I suppose I did more than watch movies in 2003.
I liked The Jayhawks' Rainy Day Music, Radiohead's Hail to the Thief, and the new albums by the Black Keys and Fountains of Wayne. I dug the White Stripes live at the Warfield — Jack White always puts on a good show.
I enjoyed the documentary-in-book-form about Saturday Night Live called Live from New York by Tom Shales and James Andrew Miller and the not-so-recent novels Room Temperature by Nicholson Baker and Disgrace by J. M. Coetzee. I enjoyed the even-less-recent short story collections Will You Please Be Quiet Please by Raymond Carver and The Stories of John Cheever, which I've not yet finished.
On TV I watched The Daily Show with Jon Stewart pretty much daily, but the only primetime television show that I've seen lately is the new Fox series Arrested Development, which makes me laugh out loud. I'm not sure if they can keep up the pace, but so far it's like a Wes Anderson movie, only more manic, and it's episodic in a way that only TV shows are.
The discovery of the year for me, though, may be Internet weblogs.
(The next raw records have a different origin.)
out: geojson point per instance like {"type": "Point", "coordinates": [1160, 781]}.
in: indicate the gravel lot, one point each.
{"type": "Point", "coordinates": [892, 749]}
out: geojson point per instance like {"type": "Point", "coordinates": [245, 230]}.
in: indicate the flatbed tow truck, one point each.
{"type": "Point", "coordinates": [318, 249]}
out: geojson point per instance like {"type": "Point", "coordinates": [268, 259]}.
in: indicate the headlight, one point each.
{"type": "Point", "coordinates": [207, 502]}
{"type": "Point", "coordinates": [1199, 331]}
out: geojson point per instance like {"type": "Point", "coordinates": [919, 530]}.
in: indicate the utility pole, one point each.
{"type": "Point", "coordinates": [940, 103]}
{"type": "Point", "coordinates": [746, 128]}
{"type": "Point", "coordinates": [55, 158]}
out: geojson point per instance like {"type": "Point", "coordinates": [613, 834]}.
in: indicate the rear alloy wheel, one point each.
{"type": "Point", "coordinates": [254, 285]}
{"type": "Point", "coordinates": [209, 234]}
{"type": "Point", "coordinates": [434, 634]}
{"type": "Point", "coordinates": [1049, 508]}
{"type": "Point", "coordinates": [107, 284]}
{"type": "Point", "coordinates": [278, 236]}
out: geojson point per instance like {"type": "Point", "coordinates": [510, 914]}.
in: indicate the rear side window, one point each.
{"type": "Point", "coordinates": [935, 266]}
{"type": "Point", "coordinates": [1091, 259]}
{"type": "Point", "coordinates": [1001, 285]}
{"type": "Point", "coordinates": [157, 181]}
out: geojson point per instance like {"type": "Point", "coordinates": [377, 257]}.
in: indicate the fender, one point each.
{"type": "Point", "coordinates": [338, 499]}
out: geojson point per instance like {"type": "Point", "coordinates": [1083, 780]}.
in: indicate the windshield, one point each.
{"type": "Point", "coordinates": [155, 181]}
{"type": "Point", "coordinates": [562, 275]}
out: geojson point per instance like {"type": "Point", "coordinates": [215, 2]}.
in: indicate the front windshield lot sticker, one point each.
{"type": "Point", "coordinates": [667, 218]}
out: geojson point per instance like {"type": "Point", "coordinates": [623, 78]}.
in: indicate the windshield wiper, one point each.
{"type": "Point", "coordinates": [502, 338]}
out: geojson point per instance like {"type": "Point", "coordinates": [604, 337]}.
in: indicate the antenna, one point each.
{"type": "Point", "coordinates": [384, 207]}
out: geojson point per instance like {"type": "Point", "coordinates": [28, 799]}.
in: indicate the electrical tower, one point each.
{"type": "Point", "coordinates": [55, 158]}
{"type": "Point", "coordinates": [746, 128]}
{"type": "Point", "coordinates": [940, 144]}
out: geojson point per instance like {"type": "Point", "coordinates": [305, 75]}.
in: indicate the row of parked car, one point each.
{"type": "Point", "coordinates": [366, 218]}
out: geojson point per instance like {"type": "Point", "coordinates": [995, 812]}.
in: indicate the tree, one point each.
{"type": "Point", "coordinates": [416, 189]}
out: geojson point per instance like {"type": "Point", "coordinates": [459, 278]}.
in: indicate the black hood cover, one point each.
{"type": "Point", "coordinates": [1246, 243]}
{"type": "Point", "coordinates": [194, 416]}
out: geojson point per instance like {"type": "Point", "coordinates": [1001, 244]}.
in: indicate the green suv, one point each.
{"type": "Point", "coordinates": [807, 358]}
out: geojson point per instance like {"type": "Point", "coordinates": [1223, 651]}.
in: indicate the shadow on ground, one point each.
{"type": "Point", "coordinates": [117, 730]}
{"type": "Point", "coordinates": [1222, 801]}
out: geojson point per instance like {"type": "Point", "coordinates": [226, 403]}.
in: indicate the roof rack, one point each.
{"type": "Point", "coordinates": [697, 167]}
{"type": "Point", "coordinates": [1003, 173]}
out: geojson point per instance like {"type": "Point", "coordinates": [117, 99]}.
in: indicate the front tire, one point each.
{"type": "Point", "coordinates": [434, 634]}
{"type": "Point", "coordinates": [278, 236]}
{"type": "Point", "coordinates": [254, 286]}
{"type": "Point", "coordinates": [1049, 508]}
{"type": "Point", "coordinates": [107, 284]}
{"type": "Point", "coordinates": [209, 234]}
It's strange, because you start to feel like you know something about the authors of these blogs, even though you've never met them. Even my friends' blogs tell me things about them that I didn't know until they started gibber-jabbering electronically.
Three weblogs in particular are daily must-reads for me, although I've never met their authors in person. Rather than give inadequate descriptions of their sites, I encourage you to read them for yourself:
Thank you all for pointing me to books, movies, music, and articles that I never would have found on my own. And thank you for your insight.